Luke didn’t smoke hash; he never had. He had an instinct he ought not. But now he felt the strong need to join with the other two. They were toasting one another over the grave of their shared work. They didn’t want to cry over it, they wanted to laugh. He reached out for it and Leigh handed him the joint and leaned back against Paul, waiting to feel better, or different.
Because Luke didn’t smoke at all it hit the back of his throat in a solid burning mass and he coughed, violently, leaning forward and disgusted by it.
‘Oh God, Luke – no, you’ll throw up,’ said Leigh, laughing at him. ‘Give it here.’
Luke shook his head and said, ‘Shit. God. Awful.’
‘Blow-back,’ said Paul.
Leigh looked at him, quizzically.
‘If he wants it,’ said Paul. ‘I’m not doing it,’ shuddering at the idea of man-to-man smoke exchange.
‘Blow-back, Luke?’ said Leigh, coolly, with an eyebrow slightly raised.
Luke knew what that was, he’d seen her and Paul a hundred times, their lips coming close together like a kiss and the smoke blown gently into the other’s mouth.
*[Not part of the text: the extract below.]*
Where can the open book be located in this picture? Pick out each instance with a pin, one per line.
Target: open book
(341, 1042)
Then usually they did kiss.
‘Will I cough?’ he said.
‘Not so much,’ said Paul, laughing at him.
Leigh came down off the sofa to the floor opposite him.
‘Here,’ she said. She took a drag, very ladylike, not like she did when it was for herself, but politely, because it was for Luke.
Paul watched smilingly from the sofa as Leigh leaned towards Luke. He came forward to meet her, closing the gap between them halfway each, slightly embarrassed. Closer. She looked into his eyes, trying not to smile with the smoke in her mouth. Luke thought how kind she looked, as if she were giving him medicine, or blessing him. They came together. Luke allowed his lips to open and Leigh blew. She blew the smoke coolly, slowly, in a steady, narrow stream into his mouth as he breathed in. It didn’t burn. He exhaled.
‘It’s really strong stuff,’ said Paul.
Luke looked at her. ‘Yeah, go on. Again,’ he said.
She took another drag, deeper, and when they came together they could feel the warmth of their lips, faces so close, not touching. He breathed in, trying not to get turned on by her and not succeeding.